I’ve created a small Alfred workflow to find a note name (folderpath/filename.md
) in my Obsidian vault, and put it in markdown as link ([[filename]]
) on my clipboard. It’s available on github now. If you use both Alfred and Obsidian (or some other markdown tool), it may be of use.
The use case is this: I annotate webarticles in hypothes.is. Those annotations end up in my file system in markdown where I use them in Obsidian. Therefore it is useful to me to link to existing Obsidian notes while I’m annotating, and not leave that until I encounter the annotation in Obsidian again (see an example). That way an annotation is already linked to some existing material, and not a lonely note in my collection of clippings. Having links in annotations at the same time increases the likelihood I will encounter them again naturally as I interact with my notions.
Until now I did this by searching in Obsidian and then copy-pasting that into hypothes.is adding the [[ ]]

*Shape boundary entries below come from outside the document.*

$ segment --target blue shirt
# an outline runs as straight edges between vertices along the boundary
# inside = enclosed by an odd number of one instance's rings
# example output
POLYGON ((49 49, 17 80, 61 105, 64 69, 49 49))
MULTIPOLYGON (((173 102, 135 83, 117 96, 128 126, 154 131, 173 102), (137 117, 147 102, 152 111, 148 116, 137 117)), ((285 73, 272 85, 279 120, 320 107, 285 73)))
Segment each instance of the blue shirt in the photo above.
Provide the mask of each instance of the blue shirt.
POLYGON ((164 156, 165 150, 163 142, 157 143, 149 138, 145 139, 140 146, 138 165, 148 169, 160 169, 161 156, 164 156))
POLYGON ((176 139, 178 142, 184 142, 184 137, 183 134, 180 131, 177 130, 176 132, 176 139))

mark-up for an internal link.
This morning Frank mailed me to ask about my links in annotations. While I answered his mail I realised it would be easy to put the search and paste into an Alfred workflow, so that I don’t need to leave the browser/hypothes.is interface to add a link to an Obsidian note. Thank you for the nudge Frank!
Hello Ton,
related to note search – I’ve recently discovered this web browser plugin (for Joplin, but maybe there’s something similar for Obsidian, I haven’t checked): https://addons.mozilla.org/en-US/firefox/addon/joplin-search-integration/
It integrates into search pages (google, bing, baidu, duck, … ). When I google something, the same query is searched within my Joplin notes and the results displayed right alongside the web results in a separate column.
It has never occurred to me to want this before, but I think it’s quite an ingenious idea.